Cops run from gunmen to avoid INDECOM
Some members of the Jamaica Constabulary Force (JCF) told The Sunday Gleaner that they deliberately avoid confrontations with gunmen out of fear that if it results in a fatal shooting, they could become a target of the Independent Commission of Investigations (INDECOM).
One senior inspector of police revealed that several members of the force were employing delay tactics when deployed to locations where there were active shooters.
"Sometimes a shooting takes place and they send out police to respond to the shooting, and they take a long route or they drive slow, because their thing is to wait until the gunmen are gone," the inspector divulged. "Even when some officers go to MoBay [Montego Bay], they don't get involved in fatal shootings because of the whole scrutiny."
He continued: "I work on a team where people are straight front line, and now you can see the apprehension and tentativeness in officers to carry out certain duties, because the first thing they think about is INDECOM."
INDECOM investigates actions by members of the security forces and other agents of the state that result in death or injury to persons or the abuse of the rights of persons, and for connected matters. Since its inception in 2010, more than 100 members of the JCF have been charged. Of the six cases that have been completed, five have resulted in convictions (including one case with eight persons), while one person has been acquitted.
According to a corporal, who has been a member of the JCF for over two decades, some of his colleagues are so fearful of suffering a similar fate that they simply aim to complete their daily shifts without engaging in any perilous work.
"If you are scheduled for an eight- or 12-hour shift and you know of something that could bear fruit - a gun find, drugs or something that could put a dent in crime - because of what is being portrayed and the negative experience other members would have had with INDECOM, it really serves as a deterrent," the corporal said.
"There are officers out there who have the know-how in relation to catching these guys (criminals), and putting them before the courts, but the method and how these guys (INDECOM) react dictate a lot. There are persons who just want to come and do an eight-hour and go home; persons could even walk past them with a firearm. That's the harsh reality."
The corporal, who was found not guilty of a murder charge prior to the establishment of INDECOM, believes the only way for the police to arrest the country's crime problem is for the lawmen to go above and beyond the call of duty and think like the criminals, as that could make the difference between life and death.
"You need to be different, be intuitive, think like how these guys think, because that's the only way you will be equal are above them (criminals)," the corporal said. "But if there is any huge disparity as it relates to their way of thinking and you, as a cop on the ground, you might find yourself injured or, worse, dead."
He added, "I recovered a firearm recently, and even though my life was at great risk, they (INDECOM) found themselves inside my head space and this served as a deterrent, not only to doing the job, but a hindrance to survival."
INDECOM NOT TO BLAME
INDECOM Commissioner Terrence Williams has described it as "sad" that members of the JCF are still contending that the work of the oversight body is hampering them from carrying out their job.
"The sad thing is that people can continue to make that suggestion, and it is sad for the JCF, because those who make it seem to be saying that we cannot work in a framework that we are accountable," Williams said.
"Six years ago, when there was no INDECOM, did the police have crime under very good control then?

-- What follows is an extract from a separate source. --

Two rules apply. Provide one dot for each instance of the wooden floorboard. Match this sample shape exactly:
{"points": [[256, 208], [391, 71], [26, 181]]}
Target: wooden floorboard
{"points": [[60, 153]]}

There was always increasing crime since the early '70s."
Williams further argued that if members of the force were not carrying out their duties, INDECOM was not to be blamed, but it was instead up to their superiors to ensure that they do their job.
"The answer is not to say let them have no accountability when it comes to human rights. The truth is, there are many officers who are used to the old ways when they could do things and not be called to question about those things," Williams said. "But those officers have to realise, through their leadership, that that is yesterday. The police of today must be accountable, and being accountable does not mean you can't do your work. If so, you are not cut out for that job."